Consider a fixed volume and amount of an ideal gas at 10 °C.
What temperature would it have to be changed to in order for the pressure to be doubled?
A. 5°C
B. 20 °C
C. 566 °C
D. 293 °C
E. 278 °C
This question will be dealing with the ideal gas law equations, we can be summed up through:
PV=nRT
We are told that we have an ideal gas at a temperature of 10°C and we want to know what temperature increase would cause the doubling in pressure.
Want:
T_2
n,R, and V are constants
Leaves us with an equation of:
\frac{P_1}{T_1} = \frac{P_2}{T_2}
We want to find T_2 when we have double the pressure, so when P_2 = 2P, where P_1 = P
We also know T_1 = 10°C, which can be converted to K.

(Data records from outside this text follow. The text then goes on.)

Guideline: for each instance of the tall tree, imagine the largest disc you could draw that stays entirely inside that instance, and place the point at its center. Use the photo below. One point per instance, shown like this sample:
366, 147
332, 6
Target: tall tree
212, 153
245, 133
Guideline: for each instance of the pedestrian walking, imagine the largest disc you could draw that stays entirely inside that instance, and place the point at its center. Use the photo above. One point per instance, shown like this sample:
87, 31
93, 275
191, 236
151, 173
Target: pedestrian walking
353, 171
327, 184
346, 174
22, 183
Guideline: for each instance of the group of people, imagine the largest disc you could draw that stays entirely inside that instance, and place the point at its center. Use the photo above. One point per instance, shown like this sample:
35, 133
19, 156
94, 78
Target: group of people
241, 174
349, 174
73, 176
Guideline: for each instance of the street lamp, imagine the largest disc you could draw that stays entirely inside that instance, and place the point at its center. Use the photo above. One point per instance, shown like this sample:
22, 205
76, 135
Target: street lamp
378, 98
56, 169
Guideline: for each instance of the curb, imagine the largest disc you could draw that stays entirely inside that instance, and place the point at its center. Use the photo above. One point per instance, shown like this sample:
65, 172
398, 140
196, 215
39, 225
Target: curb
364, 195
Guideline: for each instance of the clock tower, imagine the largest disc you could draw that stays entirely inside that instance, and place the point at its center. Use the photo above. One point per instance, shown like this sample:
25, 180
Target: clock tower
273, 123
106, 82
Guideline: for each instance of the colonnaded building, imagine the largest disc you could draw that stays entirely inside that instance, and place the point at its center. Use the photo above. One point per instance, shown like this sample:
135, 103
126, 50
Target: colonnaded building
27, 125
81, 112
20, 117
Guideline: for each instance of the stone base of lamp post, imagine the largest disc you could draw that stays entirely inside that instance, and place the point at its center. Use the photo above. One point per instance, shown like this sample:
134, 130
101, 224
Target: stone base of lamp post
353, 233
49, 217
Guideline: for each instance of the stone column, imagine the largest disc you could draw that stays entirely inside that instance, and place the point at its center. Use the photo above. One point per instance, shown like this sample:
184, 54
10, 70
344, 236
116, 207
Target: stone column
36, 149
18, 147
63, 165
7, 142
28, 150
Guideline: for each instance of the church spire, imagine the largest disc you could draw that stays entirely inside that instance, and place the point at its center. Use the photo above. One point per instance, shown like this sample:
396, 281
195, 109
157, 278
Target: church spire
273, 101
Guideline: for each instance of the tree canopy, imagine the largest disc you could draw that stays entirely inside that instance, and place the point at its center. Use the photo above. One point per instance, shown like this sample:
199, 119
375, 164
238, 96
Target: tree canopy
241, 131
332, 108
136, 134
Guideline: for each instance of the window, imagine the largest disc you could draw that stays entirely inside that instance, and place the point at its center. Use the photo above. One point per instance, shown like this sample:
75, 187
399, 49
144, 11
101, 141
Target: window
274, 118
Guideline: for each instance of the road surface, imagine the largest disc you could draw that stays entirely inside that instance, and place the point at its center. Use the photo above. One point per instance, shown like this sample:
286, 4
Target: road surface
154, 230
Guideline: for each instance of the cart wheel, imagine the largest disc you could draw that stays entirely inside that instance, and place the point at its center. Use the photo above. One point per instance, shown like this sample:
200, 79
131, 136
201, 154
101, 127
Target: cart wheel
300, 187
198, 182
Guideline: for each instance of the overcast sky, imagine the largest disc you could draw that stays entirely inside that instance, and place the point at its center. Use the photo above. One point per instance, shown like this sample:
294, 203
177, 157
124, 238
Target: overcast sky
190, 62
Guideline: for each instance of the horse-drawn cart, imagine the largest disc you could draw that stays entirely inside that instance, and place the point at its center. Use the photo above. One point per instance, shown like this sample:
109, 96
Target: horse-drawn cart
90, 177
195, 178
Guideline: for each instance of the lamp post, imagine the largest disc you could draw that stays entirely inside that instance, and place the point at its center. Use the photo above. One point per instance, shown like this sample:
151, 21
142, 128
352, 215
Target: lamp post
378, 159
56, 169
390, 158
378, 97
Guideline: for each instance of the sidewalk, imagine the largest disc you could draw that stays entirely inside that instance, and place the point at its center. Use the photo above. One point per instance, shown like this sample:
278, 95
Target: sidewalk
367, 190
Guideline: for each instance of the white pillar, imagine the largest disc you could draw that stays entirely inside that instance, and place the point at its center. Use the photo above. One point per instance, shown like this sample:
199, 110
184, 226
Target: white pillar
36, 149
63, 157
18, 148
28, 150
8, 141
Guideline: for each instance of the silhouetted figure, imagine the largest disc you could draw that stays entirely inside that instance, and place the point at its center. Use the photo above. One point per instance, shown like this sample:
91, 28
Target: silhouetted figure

10°C = (273 + 10)K T_1 = 283K
Now sub all this into our equation:
\frac{P}{283K} = \frac{2P}{T_2}
P can be anything, it does not matter, what is important is the relationship between P_1 and P_2, which is that P_2 is double. In order to solve this easier, we can assign P a random value and then solve. P=1 is the simplest way.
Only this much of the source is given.